Course Instructor

Dr. Erika Kancler

Capstone Semester

Fall 2016

Document Type

Poster

Publication Date

5-16-2017

Abstract

Background: Atrial fibrillation (AF) is the most prevalent sustained cardiac arrhythmia seen in medical practice, affecting 33.5 million people worldwide. Arterial thromboembolism, particularly ischemic stroke (IS), is a significant complication of AF. The most widely recommended tool used to evaluate AF patient’s risk of IS is the CHA2DS2-VASc score, which assigns a numerical value to predetermined IS risk factors and allows an overall estimation of the patient’s risk by adding these individual numerical values together. Current guidelines offer varying recommendations regarding oral anticoagulation (OAC) therapy use in patients with varying CHA2DS2-VASc scores, especially in those patients with intermediate scores, and so it is difficult for clinicians to know whether OAC use for these patients is beneficial or incurring unnecessary risk.

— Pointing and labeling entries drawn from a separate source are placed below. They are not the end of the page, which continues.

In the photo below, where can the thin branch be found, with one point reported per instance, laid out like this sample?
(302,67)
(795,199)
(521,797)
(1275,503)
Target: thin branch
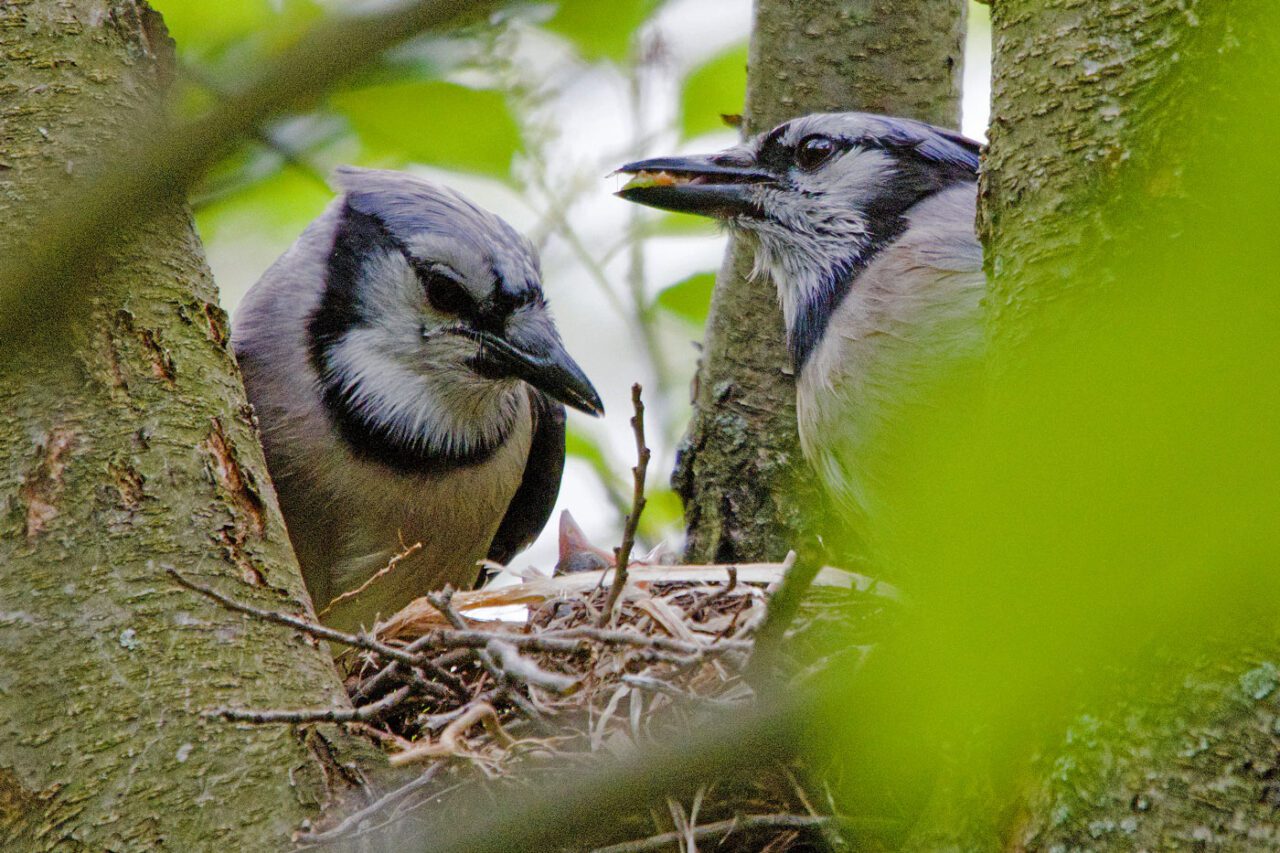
(708,831)
(320,632)
(382,573)
(638,501)
(362,714)
(451,742)
(45,283)
(521,669)
(442,601)
(781,611)
(352,821)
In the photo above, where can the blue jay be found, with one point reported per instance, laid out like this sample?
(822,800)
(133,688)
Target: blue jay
(865,223)
(408,386)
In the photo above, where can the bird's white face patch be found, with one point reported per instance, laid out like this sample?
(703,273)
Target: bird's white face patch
(408,369)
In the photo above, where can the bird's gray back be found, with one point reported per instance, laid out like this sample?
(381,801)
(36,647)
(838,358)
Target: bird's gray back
(909,322)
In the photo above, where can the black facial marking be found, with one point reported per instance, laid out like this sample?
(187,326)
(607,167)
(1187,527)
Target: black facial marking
(360,236)
(914,179)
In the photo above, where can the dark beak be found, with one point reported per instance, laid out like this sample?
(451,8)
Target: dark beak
(545,366)
(695,185)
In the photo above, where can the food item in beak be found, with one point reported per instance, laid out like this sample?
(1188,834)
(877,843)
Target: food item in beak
(644,179)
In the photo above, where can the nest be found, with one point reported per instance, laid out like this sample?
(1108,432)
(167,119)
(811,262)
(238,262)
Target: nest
(590,664)
(516,701)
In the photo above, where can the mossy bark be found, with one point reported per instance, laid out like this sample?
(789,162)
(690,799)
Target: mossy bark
(1098,113)
(127,447)
(748,492)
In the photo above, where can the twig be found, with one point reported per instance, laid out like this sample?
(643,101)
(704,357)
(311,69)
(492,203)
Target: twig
(716,830)
(507,657)
(320,632)
(362,714)
(658,685)
(352,821)
(451,742)
(629,532)
(442,602)
(382,573)
(778,614)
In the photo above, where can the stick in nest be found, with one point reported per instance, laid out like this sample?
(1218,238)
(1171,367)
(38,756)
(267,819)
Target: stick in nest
(622,556)
(378,575)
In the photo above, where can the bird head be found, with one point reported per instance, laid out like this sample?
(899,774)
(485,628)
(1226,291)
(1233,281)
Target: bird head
(433,315)
(821,195)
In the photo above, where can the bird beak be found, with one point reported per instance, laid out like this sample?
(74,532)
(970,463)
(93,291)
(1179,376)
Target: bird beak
(695,185)
(545,365)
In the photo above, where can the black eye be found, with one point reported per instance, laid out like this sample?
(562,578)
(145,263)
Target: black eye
(813,151)
(444,292)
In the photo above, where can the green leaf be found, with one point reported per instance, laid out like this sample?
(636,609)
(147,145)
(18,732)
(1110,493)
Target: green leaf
(204,28)
(714,89)
(434,123)
(600,31)
(690,299)
(663,514)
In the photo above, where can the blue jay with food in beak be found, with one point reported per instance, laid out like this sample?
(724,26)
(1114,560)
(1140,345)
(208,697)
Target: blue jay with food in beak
(410,387)
(865,223)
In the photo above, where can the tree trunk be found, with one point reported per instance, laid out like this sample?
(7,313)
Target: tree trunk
(745,487)
(1096,117)
(127,447)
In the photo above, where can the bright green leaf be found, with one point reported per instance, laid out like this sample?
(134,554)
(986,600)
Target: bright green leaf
(202,28)
(712,90)
(690,299)
(663,514)
(434,123)
(600,31)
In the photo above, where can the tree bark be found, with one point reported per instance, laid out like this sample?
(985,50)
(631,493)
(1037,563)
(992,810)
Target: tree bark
(127,447)
(1095,117)
(746,489)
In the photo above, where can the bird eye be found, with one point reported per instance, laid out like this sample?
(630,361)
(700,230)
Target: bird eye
(446,293)
(813,151)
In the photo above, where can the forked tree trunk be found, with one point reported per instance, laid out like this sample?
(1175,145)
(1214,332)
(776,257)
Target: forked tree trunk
(746,489)
(127,447)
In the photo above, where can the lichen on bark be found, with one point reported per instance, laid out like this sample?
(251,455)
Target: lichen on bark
(746,491)
(127,446)
(1102,123)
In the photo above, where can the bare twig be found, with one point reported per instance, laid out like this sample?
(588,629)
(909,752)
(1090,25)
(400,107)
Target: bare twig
(521,669)
(378,575)
(320,632)
(442,602)
(451,742)
(629,532)
(707,831)
(352,821)
(362,714)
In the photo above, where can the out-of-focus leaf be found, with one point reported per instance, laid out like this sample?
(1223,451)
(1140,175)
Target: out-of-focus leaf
(435,123)
(714,89)
(600,30)
(283,203)
(690,299)
(202,28)
(663,514)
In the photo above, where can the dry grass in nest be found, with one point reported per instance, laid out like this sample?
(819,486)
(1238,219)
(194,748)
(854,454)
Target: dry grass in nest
(600,664)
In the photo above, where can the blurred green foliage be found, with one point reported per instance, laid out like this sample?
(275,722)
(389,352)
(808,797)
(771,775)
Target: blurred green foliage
(435,122)
(689,299)
(712,90)
(600,31)
(1114,507)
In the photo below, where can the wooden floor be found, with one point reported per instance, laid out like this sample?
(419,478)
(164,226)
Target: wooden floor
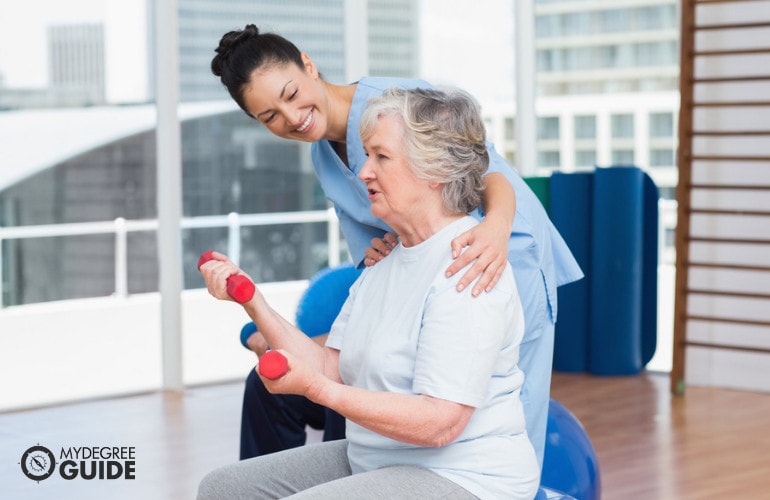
(710,444)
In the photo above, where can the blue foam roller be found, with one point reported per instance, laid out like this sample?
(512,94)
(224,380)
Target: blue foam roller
(571,203)
(322,300)
(616,272)
(650,271)
(570,465)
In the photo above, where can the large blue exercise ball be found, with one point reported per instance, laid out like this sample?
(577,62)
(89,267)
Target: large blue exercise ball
(569,463)
(321,302)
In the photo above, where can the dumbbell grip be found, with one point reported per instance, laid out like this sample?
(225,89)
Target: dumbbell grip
(273,365)
(239,287)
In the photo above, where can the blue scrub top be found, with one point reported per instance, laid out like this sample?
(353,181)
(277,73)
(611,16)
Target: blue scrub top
(535,245)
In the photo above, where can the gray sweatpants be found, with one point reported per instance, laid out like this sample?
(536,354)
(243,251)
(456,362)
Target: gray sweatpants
(322,471)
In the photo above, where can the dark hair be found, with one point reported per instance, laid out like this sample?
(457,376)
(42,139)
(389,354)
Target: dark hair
(241,52)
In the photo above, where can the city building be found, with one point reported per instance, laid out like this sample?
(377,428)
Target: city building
(607,88)
(230,163)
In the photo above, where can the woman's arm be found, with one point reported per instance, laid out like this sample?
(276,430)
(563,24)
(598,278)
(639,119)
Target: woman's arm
(276,330)
(415,419)
(487,243)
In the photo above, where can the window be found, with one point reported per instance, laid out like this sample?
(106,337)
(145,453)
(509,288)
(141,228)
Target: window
(622,126)
(585,127)
(585,158)
(661,157)
(622,157)
(661,125)
(548,127)
(548,159)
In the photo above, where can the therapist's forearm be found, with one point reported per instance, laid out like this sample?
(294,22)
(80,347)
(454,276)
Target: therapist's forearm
(499,199)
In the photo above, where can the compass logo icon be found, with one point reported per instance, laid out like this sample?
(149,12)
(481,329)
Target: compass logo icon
(38,463)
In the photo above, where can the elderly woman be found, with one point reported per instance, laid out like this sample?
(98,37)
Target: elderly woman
(425,376)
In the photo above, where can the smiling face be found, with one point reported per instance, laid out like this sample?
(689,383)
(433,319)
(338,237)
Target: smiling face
(289,101)
(397,196)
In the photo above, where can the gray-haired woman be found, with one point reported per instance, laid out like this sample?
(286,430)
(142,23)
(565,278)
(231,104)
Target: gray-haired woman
(426,377)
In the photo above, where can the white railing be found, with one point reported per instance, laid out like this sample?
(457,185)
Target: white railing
(120,227)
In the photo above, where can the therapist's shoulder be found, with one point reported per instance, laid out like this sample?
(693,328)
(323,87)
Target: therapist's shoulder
(377,84)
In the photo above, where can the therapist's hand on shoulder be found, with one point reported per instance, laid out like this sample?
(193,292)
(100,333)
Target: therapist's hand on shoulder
(380,248)
(486,247)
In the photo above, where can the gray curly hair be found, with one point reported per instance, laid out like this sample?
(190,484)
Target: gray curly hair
(444,136)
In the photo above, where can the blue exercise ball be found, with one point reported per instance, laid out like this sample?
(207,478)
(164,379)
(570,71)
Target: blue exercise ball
(247,331)
(321,302)
(569,463)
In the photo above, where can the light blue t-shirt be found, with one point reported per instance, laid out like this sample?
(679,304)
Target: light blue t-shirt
(540,258)
(405,329)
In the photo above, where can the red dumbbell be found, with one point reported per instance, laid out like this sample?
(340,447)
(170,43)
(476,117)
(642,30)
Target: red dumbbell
(239,287)
(273,365)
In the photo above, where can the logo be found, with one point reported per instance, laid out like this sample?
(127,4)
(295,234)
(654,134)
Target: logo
(38,463)
(80,462)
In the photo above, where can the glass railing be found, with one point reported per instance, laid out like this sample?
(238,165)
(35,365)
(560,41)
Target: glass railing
(121,228)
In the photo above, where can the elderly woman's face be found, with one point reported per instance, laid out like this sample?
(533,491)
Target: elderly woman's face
(394,191)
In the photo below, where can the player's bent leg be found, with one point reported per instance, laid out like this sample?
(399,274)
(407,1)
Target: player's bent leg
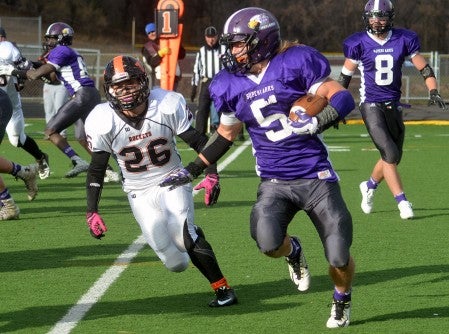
(203,257)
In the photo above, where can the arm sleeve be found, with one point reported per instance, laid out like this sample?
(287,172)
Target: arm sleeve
(95,178)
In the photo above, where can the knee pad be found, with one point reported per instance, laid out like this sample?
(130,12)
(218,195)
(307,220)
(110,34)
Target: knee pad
(175,260)
(14,140)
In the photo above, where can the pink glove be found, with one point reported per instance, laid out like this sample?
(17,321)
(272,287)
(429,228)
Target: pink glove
(96,225)
(211,185)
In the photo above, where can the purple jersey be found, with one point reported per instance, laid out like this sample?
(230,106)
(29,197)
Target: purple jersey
(380,62)
(70,68)
(263,104)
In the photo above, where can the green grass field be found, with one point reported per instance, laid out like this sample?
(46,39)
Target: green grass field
(49,260)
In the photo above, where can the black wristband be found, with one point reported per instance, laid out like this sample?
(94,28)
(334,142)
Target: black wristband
(21,74)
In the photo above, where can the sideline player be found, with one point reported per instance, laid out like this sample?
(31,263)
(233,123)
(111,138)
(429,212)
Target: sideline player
(139,128)
(72,71)
(9,55)
(379,53)
(8,208)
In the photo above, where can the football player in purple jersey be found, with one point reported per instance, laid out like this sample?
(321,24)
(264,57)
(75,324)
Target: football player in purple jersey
(379,53)
(71,70)
(262,78)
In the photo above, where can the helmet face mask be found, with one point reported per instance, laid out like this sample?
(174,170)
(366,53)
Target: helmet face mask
(250,36)
(58,33)
(126,84)
(378,16)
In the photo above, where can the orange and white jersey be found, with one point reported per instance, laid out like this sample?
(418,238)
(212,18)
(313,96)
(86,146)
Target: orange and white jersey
(145,150)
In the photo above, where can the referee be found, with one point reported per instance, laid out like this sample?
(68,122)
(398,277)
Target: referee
(207,64)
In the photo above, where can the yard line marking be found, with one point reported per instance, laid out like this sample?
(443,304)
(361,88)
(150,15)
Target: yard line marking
(94,294)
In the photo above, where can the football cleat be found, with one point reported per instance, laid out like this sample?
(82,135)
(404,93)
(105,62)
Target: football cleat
(340,314)
(299,270)
(367,197)
(9,210)
(79,166)
(223,297)
(405,210)
(43,167)
(111,176)
(28,175)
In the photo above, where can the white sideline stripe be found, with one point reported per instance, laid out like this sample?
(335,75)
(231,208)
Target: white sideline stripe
(85,303)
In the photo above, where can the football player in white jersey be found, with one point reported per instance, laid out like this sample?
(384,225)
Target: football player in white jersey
(139,128)
(11,55)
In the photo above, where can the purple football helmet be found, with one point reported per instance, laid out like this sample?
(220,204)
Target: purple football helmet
(258,29)
(58,33)
(378,8)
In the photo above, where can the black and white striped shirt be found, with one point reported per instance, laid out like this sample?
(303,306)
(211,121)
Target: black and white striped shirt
(207,63)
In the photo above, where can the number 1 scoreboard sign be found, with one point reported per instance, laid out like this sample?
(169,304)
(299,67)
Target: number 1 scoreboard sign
(168,14)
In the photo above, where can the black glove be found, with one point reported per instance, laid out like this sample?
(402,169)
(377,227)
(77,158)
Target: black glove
(435,98)
(211,186)
(193,94)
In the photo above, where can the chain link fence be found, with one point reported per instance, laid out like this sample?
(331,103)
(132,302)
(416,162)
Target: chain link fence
(18,30)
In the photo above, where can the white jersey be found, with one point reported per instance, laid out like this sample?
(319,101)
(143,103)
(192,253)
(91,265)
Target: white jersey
(148,153)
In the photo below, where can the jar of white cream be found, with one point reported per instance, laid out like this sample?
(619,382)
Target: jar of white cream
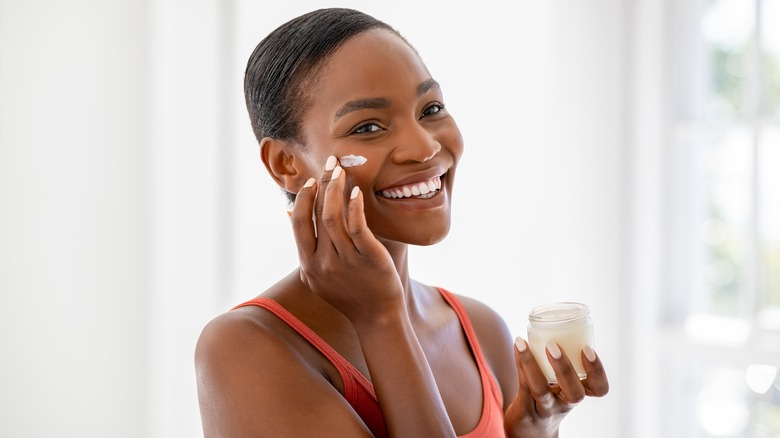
(566,324)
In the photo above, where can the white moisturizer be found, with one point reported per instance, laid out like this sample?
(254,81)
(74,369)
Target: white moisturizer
(566,324)
(352,160)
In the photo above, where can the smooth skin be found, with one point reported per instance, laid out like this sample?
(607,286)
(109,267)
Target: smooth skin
(258,377)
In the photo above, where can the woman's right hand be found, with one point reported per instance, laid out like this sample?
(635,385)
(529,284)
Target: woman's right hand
(340,258)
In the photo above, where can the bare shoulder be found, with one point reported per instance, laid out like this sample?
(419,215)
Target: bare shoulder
(496,341)
(253,380)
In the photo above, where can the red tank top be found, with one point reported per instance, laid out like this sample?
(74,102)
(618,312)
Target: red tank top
(359,392)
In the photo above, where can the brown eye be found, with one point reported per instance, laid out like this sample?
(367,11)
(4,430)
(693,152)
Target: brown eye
(432,109)
(366,128)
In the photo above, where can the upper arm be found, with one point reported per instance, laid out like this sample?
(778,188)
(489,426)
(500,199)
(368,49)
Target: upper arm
(253,383)
(497,345)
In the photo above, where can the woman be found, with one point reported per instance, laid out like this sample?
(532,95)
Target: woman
(349,344)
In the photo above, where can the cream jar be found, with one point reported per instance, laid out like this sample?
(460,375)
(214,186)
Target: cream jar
(566,324)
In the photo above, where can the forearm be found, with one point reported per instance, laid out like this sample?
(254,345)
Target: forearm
(405,386)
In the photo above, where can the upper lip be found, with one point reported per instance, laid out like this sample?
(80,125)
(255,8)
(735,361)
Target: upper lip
(416,177)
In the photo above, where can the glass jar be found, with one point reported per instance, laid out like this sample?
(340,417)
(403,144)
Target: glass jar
(565,323)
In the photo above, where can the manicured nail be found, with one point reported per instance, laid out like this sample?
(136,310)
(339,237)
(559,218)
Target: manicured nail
(336,173)
(589,353)
(554,351)
(330,164)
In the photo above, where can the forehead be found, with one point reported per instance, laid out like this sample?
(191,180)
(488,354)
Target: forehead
(376,63)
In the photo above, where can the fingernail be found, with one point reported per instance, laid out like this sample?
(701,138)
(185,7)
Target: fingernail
(589,353)
(331,163)
(554,351)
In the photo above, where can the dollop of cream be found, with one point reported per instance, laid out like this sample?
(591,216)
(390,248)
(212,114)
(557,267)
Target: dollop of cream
(352,160)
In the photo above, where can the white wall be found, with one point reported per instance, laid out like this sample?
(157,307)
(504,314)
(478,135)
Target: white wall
(134,207)
(74,218)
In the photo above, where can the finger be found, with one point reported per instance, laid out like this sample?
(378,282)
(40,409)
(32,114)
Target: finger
(364,240)
(523,395)
(323,240)
(571,390)
(300,218)
(596,384)
(536,382)
(332,217)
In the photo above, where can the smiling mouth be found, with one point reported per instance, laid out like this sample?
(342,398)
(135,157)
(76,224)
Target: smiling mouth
(420,190)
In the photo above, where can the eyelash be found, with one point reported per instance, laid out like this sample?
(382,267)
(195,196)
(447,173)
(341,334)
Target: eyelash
(439,106)
(361,129)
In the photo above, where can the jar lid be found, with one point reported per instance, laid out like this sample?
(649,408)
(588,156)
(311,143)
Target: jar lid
(558,312)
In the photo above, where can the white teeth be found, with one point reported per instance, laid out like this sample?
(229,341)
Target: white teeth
(423,190)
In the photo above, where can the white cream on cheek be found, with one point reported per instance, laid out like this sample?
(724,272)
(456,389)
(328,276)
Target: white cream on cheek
(352,160)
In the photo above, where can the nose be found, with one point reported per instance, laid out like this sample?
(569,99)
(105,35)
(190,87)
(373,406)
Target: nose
(415,144)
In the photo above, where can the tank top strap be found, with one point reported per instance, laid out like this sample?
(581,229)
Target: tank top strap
(349,374)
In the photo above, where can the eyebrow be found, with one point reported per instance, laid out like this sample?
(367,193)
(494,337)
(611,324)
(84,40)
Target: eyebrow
(380,102)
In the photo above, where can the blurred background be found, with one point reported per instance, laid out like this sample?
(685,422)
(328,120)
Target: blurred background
(625,154)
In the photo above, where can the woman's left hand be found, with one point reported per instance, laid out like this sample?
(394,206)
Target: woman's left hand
(539,407)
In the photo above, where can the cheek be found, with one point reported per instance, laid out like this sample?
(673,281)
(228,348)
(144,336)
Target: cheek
(450,138)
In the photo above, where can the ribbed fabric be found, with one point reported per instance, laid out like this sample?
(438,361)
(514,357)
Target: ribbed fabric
(359,392)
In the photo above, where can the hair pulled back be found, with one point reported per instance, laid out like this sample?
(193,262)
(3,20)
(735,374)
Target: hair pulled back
(280,72)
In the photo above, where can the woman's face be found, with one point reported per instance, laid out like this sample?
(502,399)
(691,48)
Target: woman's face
(375,98)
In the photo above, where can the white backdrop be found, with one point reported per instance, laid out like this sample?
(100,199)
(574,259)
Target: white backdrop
(134,207)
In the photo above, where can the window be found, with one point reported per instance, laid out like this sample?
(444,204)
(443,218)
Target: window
(725,257)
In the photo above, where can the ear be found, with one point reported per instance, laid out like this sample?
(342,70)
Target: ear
(284,163)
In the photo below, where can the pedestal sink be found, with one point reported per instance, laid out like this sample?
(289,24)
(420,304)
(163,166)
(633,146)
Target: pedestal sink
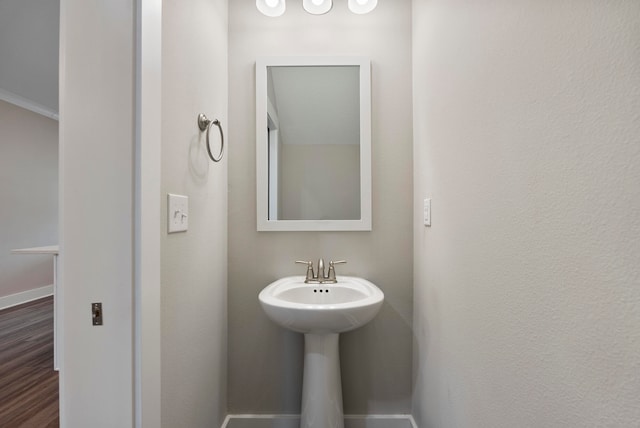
(321,312)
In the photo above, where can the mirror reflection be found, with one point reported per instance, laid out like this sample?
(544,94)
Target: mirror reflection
(313,141)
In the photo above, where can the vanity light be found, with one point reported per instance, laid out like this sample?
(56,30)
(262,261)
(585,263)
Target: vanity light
(271,8)
(317,7)
(362,6)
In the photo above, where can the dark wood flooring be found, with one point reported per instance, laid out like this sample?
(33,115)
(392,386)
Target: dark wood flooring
(28,383)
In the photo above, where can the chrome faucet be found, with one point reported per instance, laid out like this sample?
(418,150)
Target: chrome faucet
(319,276)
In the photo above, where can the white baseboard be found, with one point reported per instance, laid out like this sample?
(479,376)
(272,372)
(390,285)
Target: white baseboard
(25,296)
(293,421)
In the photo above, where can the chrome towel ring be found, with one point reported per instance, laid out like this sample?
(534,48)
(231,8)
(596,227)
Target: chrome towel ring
(205,124)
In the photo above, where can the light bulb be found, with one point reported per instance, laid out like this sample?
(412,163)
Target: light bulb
(271,8)
(317,7)
(362,6)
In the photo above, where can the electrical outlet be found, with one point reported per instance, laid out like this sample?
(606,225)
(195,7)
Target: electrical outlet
(177,213)
(96,313)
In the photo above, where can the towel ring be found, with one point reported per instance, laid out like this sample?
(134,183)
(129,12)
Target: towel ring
(205,124)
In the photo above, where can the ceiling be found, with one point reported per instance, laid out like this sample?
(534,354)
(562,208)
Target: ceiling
(29,40)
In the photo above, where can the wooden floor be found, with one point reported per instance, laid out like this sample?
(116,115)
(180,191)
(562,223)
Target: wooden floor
(28,383)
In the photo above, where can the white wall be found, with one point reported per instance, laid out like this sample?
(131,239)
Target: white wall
(97,118)
(265,361)
(527,285)
(29,32)
(29,194)
(194,263)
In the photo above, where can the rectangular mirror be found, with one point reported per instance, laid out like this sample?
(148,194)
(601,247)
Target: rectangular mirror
(313,143)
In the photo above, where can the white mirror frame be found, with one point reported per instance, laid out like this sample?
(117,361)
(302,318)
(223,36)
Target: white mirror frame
(262,168)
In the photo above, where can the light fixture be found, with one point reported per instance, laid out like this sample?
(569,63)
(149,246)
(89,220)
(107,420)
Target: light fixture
(271,8)
(317,7)
(362,6)
(275,8)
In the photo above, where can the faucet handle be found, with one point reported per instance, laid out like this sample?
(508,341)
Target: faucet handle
(331,277)
(310,276)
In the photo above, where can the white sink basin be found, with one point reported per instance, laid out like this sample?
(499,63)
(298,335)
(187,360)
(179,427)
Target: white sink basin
(321,312)
(321,308)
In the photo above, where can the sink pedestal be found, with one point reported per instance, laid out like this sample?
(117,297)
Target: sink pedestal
(321,385)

Objective: The purpose of this review is to evaluate the net clinical benefit (NCB) when comparing IS risk to that of hemorrhagic complications when prescribing OAC therapy to patients who have at least 1 nongender-related (NGR) risk factor for IS or an intermediate CHA2DS2-VASc score.

Design: Systematic literature review.

Methods: Searches were performed on the PubMed database. The search terms used were “Atrial Fibrillation” and “CHA2DS2-VASc” with filters for full text and English.

Results: The PubMed search resulted in finding three articles Chao T-F et al.,1 Faucher L et al.,2 and Joundi RA et al.3

Conclusions: Based on our review of the current literature, we found that the presence of even 1 NGR risk factor significantly increases a patient’s risk of IS. Therefore, we agree with the European Society of Cardiology (ESC) and National Institute for Health and Care Excellence (NICE) guidelines that support considering OAC therapy in AF patients with 1 NGR risk factor, and we suggest that the American College of Cardiology, American Heart Association, and the Heart Rhythm Society (ACC/AHA/HRS) guidelines follow suit.